In our literature review, the most common vessels that make compression with the series of cases reported for TN, HFS, and GPN are largely in line with the results of the present study. However, we could not find collective data in the literature regarding vascular structures that cause the most frequent compressions in which these neurovascular syndromes coexist, as well as their classification and their aspects. In the present study, we presented the ratio of vascular nerve packets that cause NVSC and the compression aspects of the most common vascular structures, as well as the related classification that have not been previously defined in the literature.
Sükrü Aykol hand-drawing techniques will help you to follow-up treatment and understand the future period after the surgeries as our mentor did (Figure 7). Although there is no new information in our article as a main line, the dominance of anatomy will be easier to understand with this classification. Because the way of compression that causes pain and the surgical procedure performed accordingly are very important in the follow-up and treatment of patients with the neurovascular syndrome. In order to make the correct diagnosis and treatment, it is necessary to have a good understanding of the anatomy and compression variations.

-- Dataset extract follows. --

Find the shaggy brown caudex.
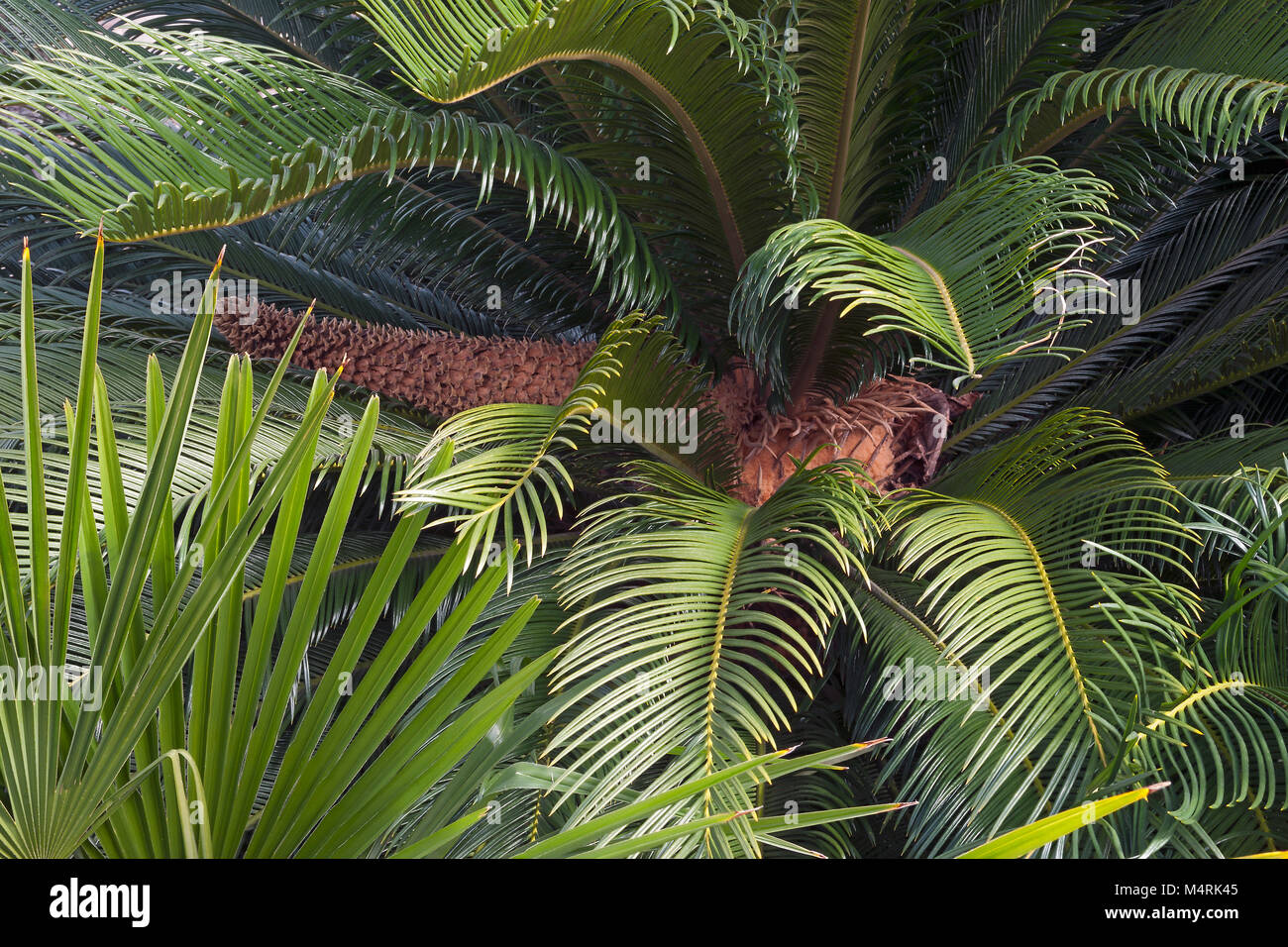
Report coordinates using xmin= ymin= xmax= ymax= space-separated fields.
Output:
xmin=215 ymin=303 xmax=970 ymax=505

Figure 7: Hand-drawn image of cranial nerve and vascular compression after surgery by Prof. Dr. Şükrü Aykol. View Figure 7
MVD is the best treatment method for CN compression caused by vascular structures among other options including stereotactic radiosurgery, radiofrequency rhizotomy, glycerol injections, and balloon compression. Especially in cases of multiple compressions, knowledge of the most common vascular compressions during MVD surgery is crucial in order to perform surgery with confidence.
We would like to express our gratitude to our very valuable, deceased mentor Prof. Şükrü Aykol, who did not withhold his support from us for this article and enriched our literature by sharing his surgery data with us.
We certify that the content of this manuscript, in part or in full, has not been submitted to any other journal in any form, and its publication has been approved by all co-authors.
The study does not require the approval of the ethics committee.
This research did not receive any specific grant from funding agencies in the public, commercial, or not-for-profit sectors.
The authors declare that they have no conflict of interest.